COVID-19 and the current state of cybersecurity

Telehealth and remote working mean that networks have many endpoints outside the enterprise firewall. Even under the best of circumstances, this can make a network more vulnerable. But it’s even more complicated since phishing is a favorite tool of hackers.

Employees are urged to be on the lookout for phishing. But providers and staff are stretched thin. And phishing messages look more legitimate than ever. It’s a dangerous situation that can easily give hackers access to an entire network.

Many hackers aren’t satisfied with gathering data. Ransomware attacks are becoming more popular. Extortion happens in about half of these incidents. The new trend is disabling restoration platforms in order to increase the pressure for institutions to pay up.

It has the makings of a disaster. But it doesn’t have to be.

How to defend against cyberattacks in 2021

A solid cybersecurity plan starts with experts who specialize in this field. However, staffing itself can be a challenge, especially outside of metropolitan areas. For many organizations, cybersecurity is a new area—and therefore without a budget, structure or resources. It can be daunting.

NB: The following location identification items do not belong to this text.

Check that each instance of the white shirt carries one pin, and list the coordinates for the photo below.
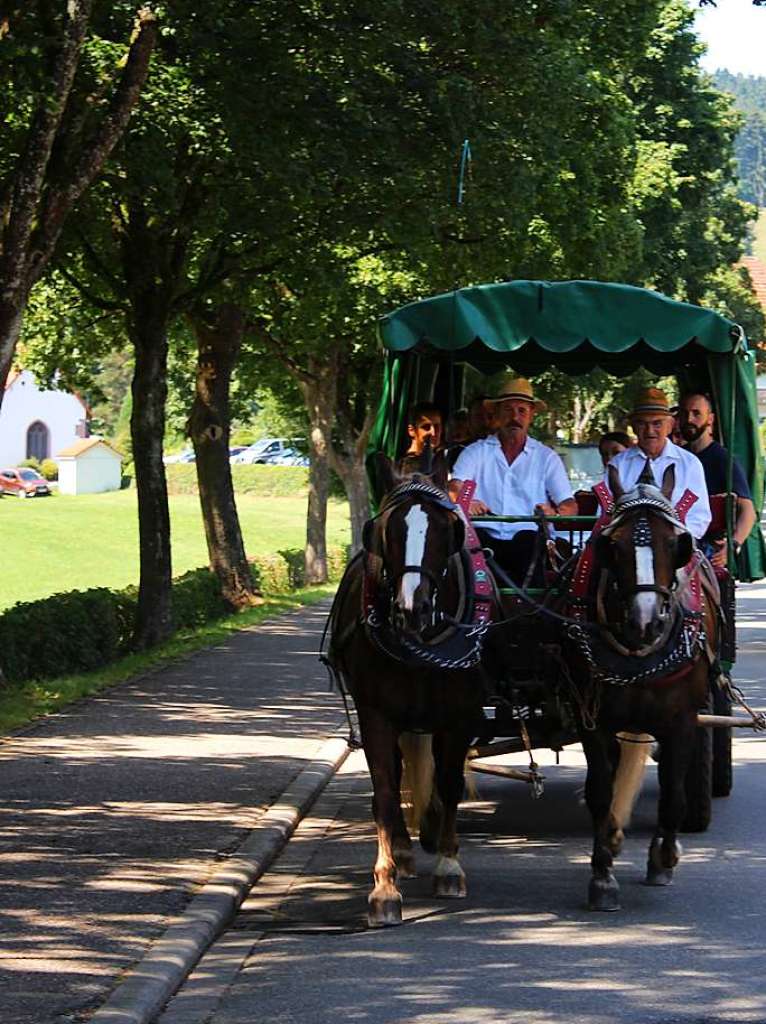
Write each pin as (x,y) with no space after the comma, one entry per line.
(535,476)
(689,473)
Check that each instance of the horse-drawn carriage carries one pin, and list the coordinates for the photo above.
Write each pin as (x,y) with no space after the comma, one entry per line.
(443,647)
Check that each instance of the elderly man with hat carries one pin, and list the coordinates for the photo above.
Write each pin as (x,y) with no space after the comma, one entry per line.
(514,475)
(651,420)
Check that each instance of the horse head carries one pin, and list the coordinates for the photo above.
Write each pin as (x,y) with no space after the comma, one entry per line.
(410,548)
(637,556)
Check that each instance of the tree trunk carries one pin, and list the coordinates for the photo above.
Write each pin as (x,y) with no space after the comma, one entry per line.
(150,335)
(318,388)
(11,315)
(349,465)
(218,346)
(353,474)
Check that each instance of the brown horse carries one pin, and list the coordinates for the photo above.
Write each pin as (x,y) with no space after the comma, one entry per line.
(403,645)
(641,665)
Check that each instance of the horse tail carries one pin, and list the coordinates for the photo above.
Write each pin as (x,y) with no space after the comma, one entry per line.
(417,775)
(634,750)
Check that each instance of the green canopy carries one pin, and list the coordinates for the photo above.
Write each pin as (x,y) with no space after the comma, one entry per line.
(578,318)
(577,326)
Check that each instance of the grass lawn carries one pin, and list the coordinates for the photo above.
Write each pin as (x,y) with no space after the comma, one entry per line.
(66,543)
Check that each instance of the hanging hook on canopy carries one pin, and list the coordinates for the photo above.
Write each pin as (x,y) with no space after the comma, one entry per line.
(465,159)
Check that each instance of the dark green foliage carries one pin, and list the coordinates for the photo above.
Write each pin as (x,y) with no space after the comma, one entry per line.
(67,633)
(197,599)
(81,631)
(750,98)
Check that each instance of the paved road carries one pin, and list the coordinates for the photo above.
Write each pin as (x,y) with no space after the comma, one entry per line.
(522,946)
(114,812)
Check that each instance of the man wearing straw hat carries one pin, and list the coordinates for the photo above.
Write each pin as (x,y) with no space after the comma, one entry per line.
(651,420)
(514,475)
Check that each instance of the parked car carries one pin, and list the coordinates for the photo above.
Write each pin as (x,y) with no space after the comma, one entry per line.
(265,451)
(186,456)
(24,482)
(288,457)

However, protecting your organization calls for both enhanced technology and common sense. Here are steps to consider:

  • Train workers. IBM found that 95% of data breaches are caused by human error. It can be hard to train during a pandemic, but many organizations are opting for firsthand experience. They’re creating their own phishing emails to show employees how easy it is to be fooled. The system then takes users to educational content, like a video.
  • Revisit passwords. Complex passwords make a difference. Mandate changing passwords frequently. Consider implementing two-factor authentication.
  • Invest in infrastructure. Start with an endpoint detection and response (EDR) platform. It secures end devices. Free EDR tools are available, but hackers often reverse engineer them. So it’s a good idea to purchase stronger protection. The next step? A security information and event management (SIEM) platform to monitor EDR data, identify risks and prevent damage. Finally, consider a mobile device management (MDM) platform. It will overlap with the EDR and allow IT to lock down USB ports on devices to protect data. It can also wipe devices remotely.

Do what you can, where you are, now. Hackers won’t wait for you to catch up.